/github-proxy-server

A tool for massive data collection from GitHub APIs (Rest and GraphQL)

Primary LanguageTypeScriptMIT LicenseMIT

🖥️ GitHub Proxy Server

Build + S3 sync Coverage Status GitHub version GitHub


GitHub Proxy Server is a tool to support developers and researchers collect massive amount of data from GitHub API (REST or GraphQL) by automatically managing access tokens and client requests to avoid triggering the GitHub API abuse detection mechanisms.


Why should I use it? GitHub API has a limited number of requests per client and implements several mechanisms to detect user abuses. Thus, users must handle these restrictions in their applications. GitHub Proxy Server is a tool that abstracts these problems by means of a proxy server.

When should I use it? This tool is intended to be used by developers and researches that need to perform massive data collection of public repositories using both REST and GraphQL APIs.

When should I not use it? If you need to deal with private information of users and repositories this tool is not for you (see limitations section).

Can I use it with other libs? Yes, as long they allow the users setup the proxy server as base url (see samples).

How it works?

GitHub Proxy Server

Proxy Server Architecture

Features:

  • Support to multiple access tokens

  • Load balancing

  • Rate limiter

  • Customizable parameters

Getting Started

You will need to install:

npm install -g gittrends-app/github-proxy-server
# or
yarn global add gittrends-app/github-proxy-server

Alternatively, you can also download the binary for Linux, MacOS, and Windows.

Usage

To use this tool you need to provide at least one GitHub access token:

github-proxy-server -p 3000 -t <access_token>

Or provide a file with several access token (one per line):

github-proxy-server -p 3000 --tokens <tokens.txt>

After that, just make the requests to http://localhost:3000 instead of https://api.github.com. For example:

curl -s http://localhost:3000/users/gittrends-app 2>&1

To more usage information, use the option --help.

Usage: index [options]

Options:
  -p, --port <port>               Port to start the proxy server (default: 3000)
  -t, --token <token>             GitHub token to be used (default: [])
  --tokens <file>                 File containing a list of tokens
  --request-interval <interval>   Interval between requests (ms) (default: 250)
  --request-timeout <timeout>     Request timeout (ms) (default: 20000)
  --min-remaining <number>        Stop using token on (default: 100)
  --clustering                    Enable clustering mode (require redis) (default: false)
  --clustering-redis-host <host>  (clustering) redis host (default: "localhost")
  --clustering-redis-port <port>  (clustering) redis port (default: 6379)
  --clustering-redis-db <db>      (clustering) redis db (default: 0)
  --silent                        Dont show requests outputs (default: false)
  --no-override-authorization     By default, the authorization header is overrided with a configured token
  -v, --version                   output the current version
  -h, --help                      display help for command

Limitations

GitHub Proxy Server was primarly intended to be a tool to support massive data collection of public repositories and users.
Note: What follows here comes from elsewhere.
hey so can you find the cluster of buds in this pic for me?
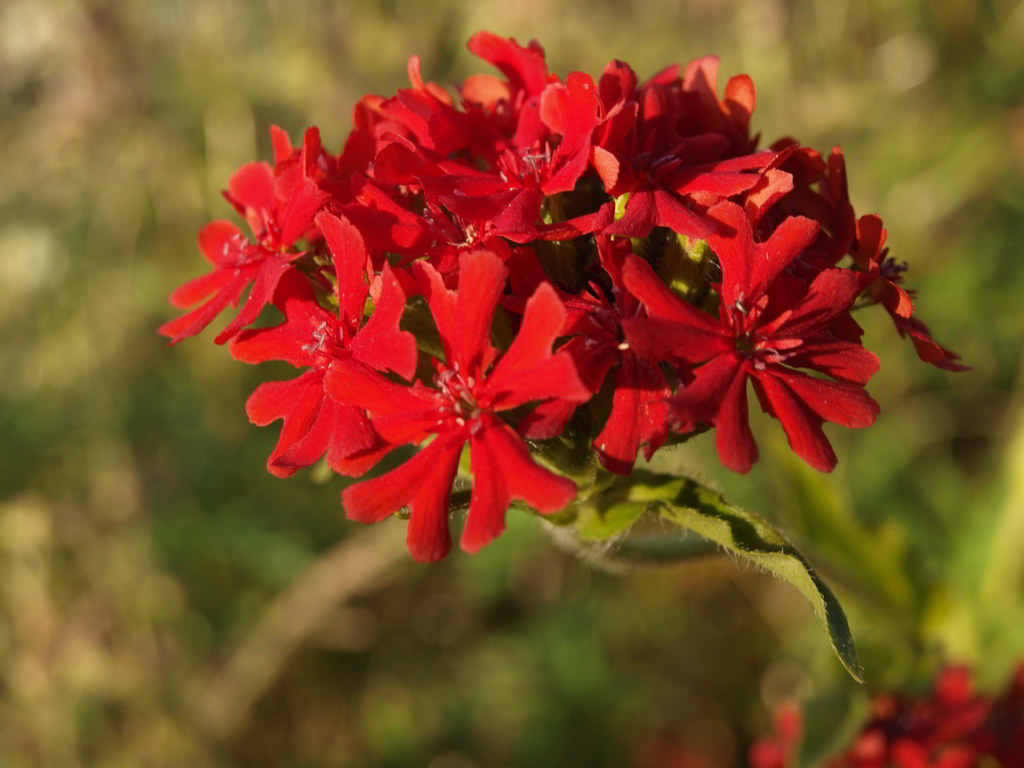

To this purpose, we use a pool of access tokens to proxy requests to GitHub servers. For each request, we select the token with the lowest queue size and with more requests available.

Besides that, we do not perform any verification on the clients requests, which may implies in security issues for the users who provided their tokens.

To mitigate this problem, you can ensure that your access tokens are generated using only the necessary scopes (e.g., public_repo, read:user, etc.).

You may also ensure access to the proxy server only to users that you trust.

Integrations

As mentioned, this tool can be used with serveral other libraries. You can find several examples in samples folder.

Contributing

Pull requests are welcome. For major changes, please open an issue first to discuss what you would like to change.

License

MIT